ConnectSphere Digital, an online advertising agency, faced a challenge with inefficient ad spend — too many ads were being shown to users who rarely clicked.
This project develops a predictive model to estimate the likelihood that a user will click on an advertisement based on their demographic and behavioral data.
To optimize ad targeting and improve Click-Through Rate (CTR) by identifying users who are most likely to engage with ads.

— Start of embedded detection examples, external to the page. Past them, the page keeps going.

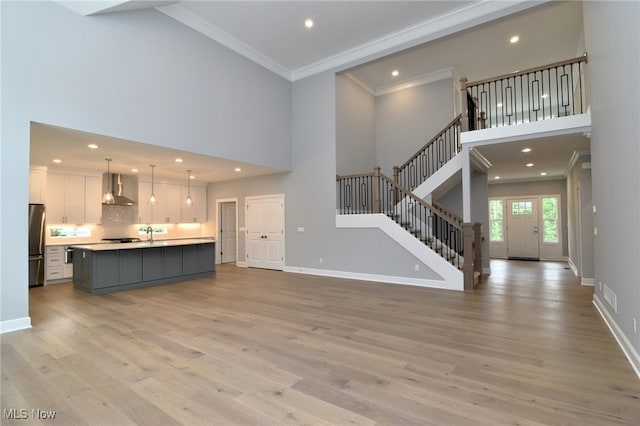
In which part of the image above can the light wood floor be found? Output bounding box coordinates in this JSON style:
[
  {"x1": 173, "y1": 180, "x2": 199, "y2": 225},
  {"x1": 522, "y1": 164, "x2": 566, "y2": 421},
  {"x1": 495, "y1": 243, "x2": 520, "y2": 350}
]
[{"x1": 0, "y1": 261, "x2": 640, "y2": 426}]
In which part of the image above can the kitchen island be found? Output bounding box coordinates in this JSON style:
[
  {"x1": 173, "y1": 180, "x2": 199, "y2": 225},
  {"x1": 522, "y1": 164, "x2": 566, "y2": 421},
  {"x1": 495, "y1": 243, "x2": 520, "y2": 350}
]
[{"x1": 73, "y1": 238, "x2": 215, "y2": 294}]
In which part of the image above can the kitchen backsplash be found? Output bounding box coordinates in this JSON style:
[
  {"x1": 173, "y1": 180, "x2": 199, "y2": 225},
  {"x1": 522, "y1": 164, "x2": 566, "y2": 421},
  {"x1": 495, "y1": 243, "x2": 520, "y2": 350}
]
[{"x1": 46, "y1": 223, "x2": 213, "y2": 245}]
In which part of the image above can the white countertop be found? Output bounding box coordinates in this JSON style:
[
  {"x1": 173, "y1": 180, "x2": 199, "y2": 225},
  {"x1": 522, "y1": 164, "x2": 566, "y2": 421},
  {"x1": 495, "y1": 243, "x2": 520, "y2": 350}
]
[{"x1": 71, "y1": 238, "x2": 216, "y2": 251}]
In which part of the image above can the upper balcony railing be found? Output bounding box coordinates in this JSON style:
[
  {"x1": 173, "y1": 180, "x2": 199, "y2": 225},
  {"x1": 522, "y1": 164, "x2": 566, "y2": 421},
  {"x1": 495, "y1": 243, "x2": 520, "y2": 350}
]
[{"x1": 460, "y1": 54, "x2": 588, "y2": 131}]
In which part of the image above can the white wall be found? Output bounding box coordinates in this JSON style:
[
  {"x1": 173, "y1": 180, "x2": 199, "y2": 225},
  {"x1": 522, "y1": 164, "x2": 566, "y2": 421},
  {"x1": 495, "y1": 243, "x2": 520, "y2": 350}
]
[
  {"x1": 0, "y1": 2, "x2": 292, "y2": 325},
  {"x1": 335, "y1": 74, "x2": 377, "y2": 175},
  {"x1": 583, "y1": 1, "x2": 640, "y2": 358}
]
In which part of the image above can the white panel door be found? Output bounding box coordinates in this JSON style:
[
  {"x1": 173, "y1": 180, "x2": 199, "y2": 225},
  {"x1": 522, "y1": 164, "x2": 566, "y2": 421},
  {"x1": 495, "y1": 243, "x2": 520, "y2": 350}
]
[
  {"x1": 245, "y1": 195, "x2": 284, "y2": 270},
  {"x1": 263, "y1": 197, "x2": 284, "y2": 269},
  {"x1": 220, "y1": 202, "x2": 237, "y2": 263},
  {"x1": 507, "y1": 198, "x2": 540, "y2": 259},
  {"x1": 245, "y1": 199, "x2": 265, "y2": 268}
]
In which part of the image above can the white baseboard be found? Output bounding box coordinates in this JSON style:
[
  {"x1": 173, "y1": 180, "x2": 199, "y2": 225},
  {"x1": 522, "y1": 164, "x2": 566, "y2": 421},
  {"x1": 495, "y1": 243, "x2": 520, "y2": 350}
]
[
  {"x1": 580, "y1": 277, "x2": 596, "y2": 287},
  {"x1": 593, "y1": 294, "x2": 640, "y2": 379},
  {"x1": 284, "y1": 266, "x2": 456, "y2": 290},
  {"x1": 0, "y1": 317, "x2": 31, "y2": 334}
]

By predicting click probability, the agency can:
- Focus budget on high-probability users
- Increase ad engagement
- Improve Return on Ad Spend (ROAS)
The dataset (advertising.csv) includes user demographic and behavioral variables such as:
| Feature | Description |
|---|---|
| Daily Time Spent on Site | Average time a user spends daily on the client’s website |
| Age | Age of the user |
| Area Income | Average income of the user’s residential area |
| Daily Internet Usage | Average daily internet usage of the user |
| Ad Topic Line | Subject of the advertisement |
| City, Male, Country | Demographic attributes |
| Timestamp | Time the ad was served |
| Clicked on Ad | Target variable (1 = Clicked, 0 = Not Clicked) |
- Imported the dataset using Pandas and analyzed variable distributions.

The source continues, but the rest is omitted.